Dans cet ouvrage de 16 chapitres et 132 pages, l’auteure nous raconte les difficultés à quoi sont confrontées les femmes africaines dans leur foyer. Notamment les mariages précoces, la polygamie, la liberté de la femme dans ces prises de décisions et les Violences Basées sur le Genre (VBG).

A l’entame de ses propos, madame Mariama Diaka, a fait savoir que c’est un problème sociétal qu’elle essaie d’aborder dans ce livre, parce que selon elle, il s’agit peut être de son histoire ou de l’histoire de plusieurs autres personnes. C’est un phénomène dont il faut dénoncer aujourd’hui et il faut essayer de traiter. Ce livre aborde non seulement la question de l’amour, il parle aussi de l’hypocrisie de la société dans laquelle nous vivons, aussi de la disparition, de la mort parce que, c’est un livre qu’elle a écris quelques mois après la disparition de son père. « c’est la conclusion de deux ou trois années de travail sur le livre et sur le documentaire et aussi un clip que j’ai fait qui va être aussi projeté à la fin. Donc la sensibilisation, les mariages précoces, les mariages forcés mais aussi les pressions sociales que les jeunes dames et les jeunes hommes traînent aujourd’hui. Il y a trop de victimes, je pense qu’on est arrivé à un moment où il faut que les consciences s’éveillent où il faut que les choses essaient de changer dans la positive direction et qu’on cesse d’acharner sur les jeunes qui n’ont peut être pas choisi, parfois qui ont choisi mais que l’on essaie de violer le moins possible les libertés élémentaires de la couche féminine », souligne t-elle.
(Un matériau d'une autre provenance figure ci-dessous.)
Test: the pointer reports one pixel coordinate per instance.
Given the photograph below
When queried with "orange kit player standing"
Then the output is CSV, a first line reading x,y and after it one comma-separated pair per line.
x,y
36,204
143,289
S’agissant de la réaction des parents, Diaka Diallo, a noté qu’elle a eu la chance peut être comme beaucoup d’autres d’avoir une famille qui comprend mieux les choses, qui sait qu’on est dans un monde où on a pas besoin de forcer, où on n’a pas besoin de s’acharner sur la jeune fille. On est dans un monde où il faut laisser l’autre vivre sa vie comme elle l’entend.